Osvaldo Cado, de Prefinex, agregó que “si bien los aumentos están en línea con la inflación, esto va a cambiar después del segundo semestre del año, cuando se verá una caída de los salarios en dólares, que es lo que necesita la industria”.

“Tanto el sector exportador como los transables quieren reducir sus costos (en dólares). En los sectores de producción las remuneraciones se llevan el 40% de los costos productivos, entonces hay diferencias importantes”, expresó.

Por otra parte, consideró que será clave la evolución del sector informal, que ahora puede estar creciendo porque pocas compañías toman empleados en blanco. Prefieren pagar un aumento de 30% que le resulta más barato que asumir las cargas patronales.

El embudo: menos ingresos, menos consumo
La primera consecuencia de una inflación que sigue en pie con salarios estancados es la retracción del nivel de compras.

Según pronosticó la consultora Ecolatina, las perspectivas del consumo en 2009 no son alentadoras dado que, según expresan: “Por un lado, el ingreso de los consumidores ya se ve afectado por la recesión, mientras que la elevada incertidumbre- exacerbada por el proceso electoral – acota los gastos de las familias”.

Por otro lado, los planes de incentivo anunciado por el gobierno no han dado el resultado esperado y para la Confederación Argentina de la Mediana Empresa (CAME) la caída de ventas lleva a concluir que estas medidas no surtieron efecto.

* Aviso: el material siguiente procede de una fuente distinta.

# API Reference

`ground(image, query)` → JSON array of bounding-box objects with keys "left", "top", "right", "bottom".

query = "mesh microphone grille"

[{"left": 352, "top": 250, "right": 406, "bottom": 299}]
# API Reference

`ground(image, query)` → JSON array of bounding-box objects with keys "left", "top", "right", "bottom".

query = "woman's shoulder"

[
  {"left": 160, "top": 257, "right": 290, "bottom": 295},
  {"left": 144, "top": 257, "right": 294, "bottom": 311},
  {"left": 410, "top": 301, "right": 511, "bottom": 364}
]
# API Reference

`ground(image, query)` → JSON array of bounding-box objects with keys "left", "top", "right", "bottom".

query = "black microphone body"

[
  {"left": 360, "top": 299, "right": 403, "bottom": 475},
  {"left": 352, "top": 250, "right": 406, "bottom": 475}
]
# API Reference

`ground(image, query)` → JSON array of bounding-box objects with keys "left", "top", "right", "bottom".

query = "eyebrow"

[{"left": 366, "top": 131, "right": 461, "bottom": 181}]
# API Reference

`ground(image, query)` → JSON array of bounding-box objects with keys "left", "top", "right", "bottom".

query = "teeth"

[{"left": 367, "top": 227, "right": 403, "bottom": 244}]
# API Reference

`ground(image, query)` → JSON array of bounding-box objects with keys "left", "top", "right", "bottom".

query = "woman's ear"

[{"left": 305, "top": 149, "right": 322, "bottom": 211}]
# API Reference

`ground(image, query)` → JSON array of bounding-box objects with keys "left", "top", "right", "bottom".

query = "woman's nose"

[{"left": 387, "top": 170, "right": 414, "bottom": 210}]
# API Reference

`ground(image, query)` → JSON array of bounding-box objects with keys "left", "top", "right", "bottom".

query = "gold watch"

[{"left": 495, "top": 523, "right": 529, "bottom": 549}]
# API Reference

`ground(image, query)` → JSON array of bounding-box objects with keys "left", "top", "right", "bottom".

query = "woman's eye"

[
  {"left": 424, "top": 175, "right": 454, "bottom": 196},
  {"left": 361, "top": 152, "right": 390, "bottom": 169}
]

Según CAME, en marzo las unidades vendidas en los comercios minoristas cayeron 14,8% respecto del mismo mes de 2008.

Para Sel Consultores, en este escenario de menor consumo, las empresas, están dispuestas a ofrecer un incremento salarial del orden de 15%, con poca dispersión entre sectores. Esto está en línea con la inflación que calculan para este año. El problema está en que la suba de precios continúa y los incrementos no llegan, y cuando lo hagan, no serán retroactivos.